Выбрать главу

Олечек, пиши именно так… «выключись из жизни дня сего», «забудь себя», перенесись в далекое… и увидь _с_е_б_я! ту, Олю-детку, 10-летку! — и ее глазками смотри, и ротиком ее дыши, ее грудкой… и губки облизывай, и радуйся всей, _т_о_й_ полнотой и радостью жизни детской, стань наивкой, _т_о_й, полной той, как порой удавалось стать маленькому Ване в «Богомолье». Ничего не страшись, никаких «влияний»: помни: это все — _с_а_м_о_с_т_о_я_т_е_л_ь_н_о, в каждом из нас. Перечитай «Детство и Отрочество» — Толстого718, — увидишь. Но у Толстого срывается порой непосредственность, и он делает отступления. Надо _в_с_е_г_д_а, на всем протяжении рассказа — остаться _т_о_й, малюткой, славкой… и не бойся чувствительности… — если сумеешь стать 10-леткой, не будет ни слащавости, ни «истерии»: будет девочка Оля… порой «скандалистка» — как за ужином с «яичком»! Ольга, тебя ждет великая радость в этом творчестве! Уви-дишь! Если бы ты была сейчас здесь!., как я хочу много-много тебе насказать, как писать — в письме и десятой не скажешь.
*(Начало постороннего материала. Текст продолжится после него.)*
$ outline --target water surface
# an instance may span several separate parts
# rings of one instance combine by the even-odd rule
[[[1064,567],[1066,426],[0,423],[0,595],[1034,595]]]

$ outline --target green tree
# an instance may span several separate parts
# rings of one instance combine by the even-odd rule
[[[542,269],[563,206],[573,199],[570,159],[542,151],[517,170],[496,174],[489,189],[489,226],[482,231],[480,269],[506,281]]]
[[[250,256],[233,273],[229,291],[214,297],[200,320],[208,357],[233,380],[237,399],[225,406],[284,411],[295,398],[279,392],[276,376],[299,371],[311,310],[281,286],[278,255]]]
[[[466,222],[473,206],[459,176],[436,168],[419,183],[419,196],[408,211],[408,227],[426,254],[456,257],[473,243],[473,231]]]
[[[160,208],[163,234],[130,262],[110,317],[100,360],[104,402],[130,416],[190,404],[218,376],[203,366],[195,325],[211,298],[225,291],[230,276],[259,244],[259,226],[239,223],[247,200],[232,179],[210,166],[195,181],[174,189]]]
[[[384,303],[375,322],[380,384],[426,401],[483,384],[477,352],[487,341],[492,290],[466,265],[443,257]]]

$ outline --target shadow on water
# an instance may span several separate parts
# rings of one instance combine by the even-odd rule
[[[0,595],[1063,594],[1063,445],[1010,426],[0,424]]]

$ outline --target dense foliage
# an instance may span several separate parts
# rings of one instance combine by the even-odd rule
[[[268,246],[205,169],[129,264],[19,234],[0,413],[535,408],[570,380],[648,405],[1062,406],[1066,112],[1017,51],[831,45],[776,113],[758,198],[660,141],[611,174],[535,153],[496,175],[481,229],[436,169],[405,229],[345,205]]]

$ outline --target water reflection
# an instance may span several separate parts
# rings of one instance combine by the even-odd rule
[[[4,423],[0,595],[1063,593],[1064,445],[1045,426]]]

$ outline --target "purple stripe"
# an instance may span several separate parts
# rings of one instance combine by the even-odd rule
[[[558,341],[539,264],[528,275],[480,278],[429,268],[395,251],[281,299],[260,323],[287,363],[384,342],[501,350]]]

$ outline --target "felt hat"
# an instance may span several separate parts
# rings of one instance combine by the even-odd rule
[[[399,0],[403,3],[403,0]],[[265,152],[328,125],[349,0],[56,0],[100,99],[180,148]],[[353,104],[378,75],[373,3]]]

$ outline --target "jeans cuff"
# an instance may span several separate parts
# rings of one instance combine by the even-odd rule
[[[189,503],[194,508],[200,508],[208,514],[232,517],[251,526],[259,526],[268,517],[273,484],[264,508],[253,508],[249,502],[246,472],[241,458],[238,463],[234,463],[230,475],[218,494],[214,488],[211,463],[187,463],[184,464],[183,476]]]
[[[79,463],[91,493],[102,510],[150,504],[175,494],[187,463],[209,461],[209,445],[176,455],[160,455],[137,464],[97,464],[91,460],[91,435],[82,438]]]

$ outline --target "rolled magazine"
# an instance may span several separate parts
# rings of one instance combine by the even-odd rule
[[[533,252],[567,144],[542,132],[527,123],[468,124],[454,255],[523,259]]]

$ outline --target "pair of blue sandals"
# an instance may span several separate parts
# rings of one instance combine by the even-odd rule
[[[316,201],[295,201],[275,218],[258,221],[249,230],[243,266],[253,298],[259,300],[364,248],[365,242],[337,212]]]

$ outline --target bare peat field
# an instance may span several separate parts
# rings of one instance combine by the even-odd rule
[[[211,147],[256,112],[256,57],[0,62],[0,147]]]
Нет, Цвейга не читал — и не стану. Немецким я не владею, а переводов нет хороших. И ничего он мне не даст. Вот попробуй достать Эрнста Вихерта, и потом скажи мне, — он глубже всех этих… Из области «чувственного» мне ничего не надо, я _з_н_а_ю_ больше их всех… не опытом, конечно, а постижением. Да и область эта — чувственности! — какая же малая и невысокая — о чувственном, в специфическом понятии. А _в_с_я_ область — чувств… — да она неохватна, и разбираться в ней хватит на миллионы лет для миллиардов писателей. И это ты сама для нас всех и обнаружишь, когда вложишься в творчество: ты дашь особенное, чего, м. б., никто еще не давал. Я же не побоялся, после сто-льких мастеров, давать _с_в_о_е! И мое «Богомолье», и, м. б., — и «Лето Господне» — _о_с_т_а_н_у_т_с_я, как родное, хотя бы по искренней непосредственности рассказа, по _д_е_т_с_к_о_с_т_и, всякой душе _с_в_о_е_й, близкой. — Чувствую, что ты получила мои «пасхалики». Поставь их, чтобы видеть чаще, в них моя нежность к тебе, ласка, я так на них смотрел, будто тебе свой взгляд, свое нежное созерцание тебя хотел передать, влить… и они будут шептать тебе, всегда, — «Христос Воскресе!» — нежная, светлая моя, Олюнка моя! Правда, они такие… _ж_и_в_ы_е, чистые. И — «фиалочку» получила? А «сирень» ждет еще. Нет, Марго ни-когда ничего во мне не вызывала, ни-как. Слишком она _л_е_г_к_а. Об их жизни напишу, кратко. Серов в себе носит. Уехал от нее — наконец-то! — он. И взял Ирину с мужем. И, кажется, покоен. Марго лет 48–50, но она все еще не угомонилась. Это у нее и в Питере было, и в Константинополе… — альковные, что ли, _и_с_к_а_н_и_я? или — сложней? Не знаю. Она мне _ч_у_ж_д_а. И никак не привлекательна.